Ademais, em recurso especial, não cabe invocar violação a norma constitucional,
razão pela qual o presente apelo não pode ser conhecido relativamente à apontada ofensa aos artigos
2 o , 5 o , inciso II, 37, 150, inciso I, e 84, inciso IV, 150, inciso IV, e 170 e parágrafo único, e 174 da
Constituição Federal.

Vale destacar, por fim, que o Tribunal de origem decidiu a controvérsia à luz de
fundamentos eminentemente constitucionais, matéria insuscetível de ser examinada em sede de
recurso especial.
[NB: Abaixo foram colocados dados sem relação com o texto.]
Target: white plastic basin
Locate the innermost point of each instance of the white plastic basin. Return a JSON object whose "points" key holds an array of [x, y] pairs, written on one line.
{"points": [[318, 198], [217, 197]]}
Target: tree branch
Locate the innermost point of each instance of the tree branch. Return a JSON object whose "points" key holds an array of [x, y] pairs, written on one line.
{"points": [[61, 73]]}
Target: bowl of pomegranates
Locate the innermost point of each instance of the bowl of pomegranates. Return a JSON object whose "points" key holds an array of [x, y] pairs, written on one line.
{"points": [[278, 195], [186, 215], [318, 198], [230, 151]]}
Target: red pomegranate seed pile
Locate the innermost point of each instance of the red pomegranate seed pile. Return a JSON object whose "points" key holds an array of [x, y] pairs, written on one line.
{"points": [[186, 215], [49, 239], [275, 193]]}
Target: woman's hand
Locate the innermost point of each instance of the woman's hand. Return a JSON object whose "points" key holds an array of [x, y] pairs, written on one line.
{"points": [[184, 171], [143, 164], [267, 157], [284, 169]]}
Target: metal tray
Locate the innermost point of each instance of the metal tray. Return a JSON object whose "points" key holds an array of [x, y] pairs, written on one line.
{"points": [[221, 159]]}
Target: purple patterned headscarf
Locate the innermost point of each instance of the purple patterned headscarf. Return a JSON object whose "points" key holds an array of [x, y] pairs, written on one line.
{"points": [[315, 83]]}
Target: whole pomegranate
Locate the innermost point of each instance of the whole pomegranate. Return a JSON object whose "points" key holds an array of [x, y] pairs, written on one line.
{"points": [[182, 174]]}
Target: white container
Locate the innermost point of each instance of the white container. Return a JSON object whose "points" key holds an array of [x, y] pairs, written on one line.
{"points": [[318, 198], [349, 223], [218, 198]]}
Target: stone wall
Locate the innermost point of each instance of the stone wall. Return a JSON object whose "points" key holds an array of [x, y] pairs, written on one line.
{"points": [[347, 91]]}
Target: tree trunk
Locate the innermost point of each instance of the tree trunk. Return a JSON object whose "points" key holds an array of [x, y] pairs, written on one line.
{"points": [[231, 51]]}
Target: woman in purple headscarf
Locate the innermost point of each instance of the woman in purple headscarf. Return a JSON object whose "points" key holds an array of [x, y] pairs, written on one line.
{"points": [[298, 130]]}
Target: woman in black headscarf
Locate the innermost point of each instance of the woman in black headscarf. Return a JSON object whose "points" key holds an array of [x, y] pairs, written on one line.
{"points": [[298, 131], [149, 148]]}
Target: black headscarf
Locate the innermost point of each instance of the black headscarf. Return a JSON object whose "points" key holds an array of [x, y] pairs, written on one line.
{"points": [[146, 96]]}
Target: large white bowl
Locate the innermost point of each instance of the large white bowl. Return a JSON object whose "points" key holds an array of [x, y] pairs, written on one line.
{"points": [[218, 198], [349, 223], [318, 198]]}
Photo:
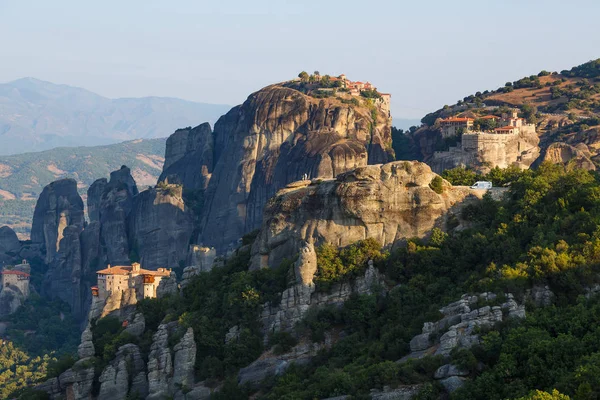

É o que se extrai do seguinte trecho da decisão recorrida (fls. 231-232):

Conforme visto acima, a multifacetada complexidade da administração
pública moderna não indica tamanho rigor ao formalismo, devendo as
normas constitucionais receber interpretação que as compatibiliza, e não
que as anule.

Com efeito, se o art. 84, IV, da CF, estatui que o exercício do Poder
Regulamentar deve ser exercido pelo Presidente da República, o art. 153, II
e § 1º, estabelece a possibilidade de o imposto de exportação ter uma
finalidade extrafiscal, de modo a atender aos superiores interesses
econômicos do país.

Assim, deve-se procurar uma saída interpretativa que compatibilize os
dispositivos e não que os contraponha.

(...)

Não vislumbro, ademais, ilegalidade na alteração da alíquota, de que trata
a Resolução do BACEN n. 2.136/94, vez que se trata de materialização do
poder discricionário outorgado à União pelo art. 153, § 1 o , da Carta
Magna, não havendo falar em necessidade de motivação do ato.

Ante o exposto, nego seguimento ao recurso especial.

Publique-se.

Brasília (DF), 1º de fevereiro de 2016.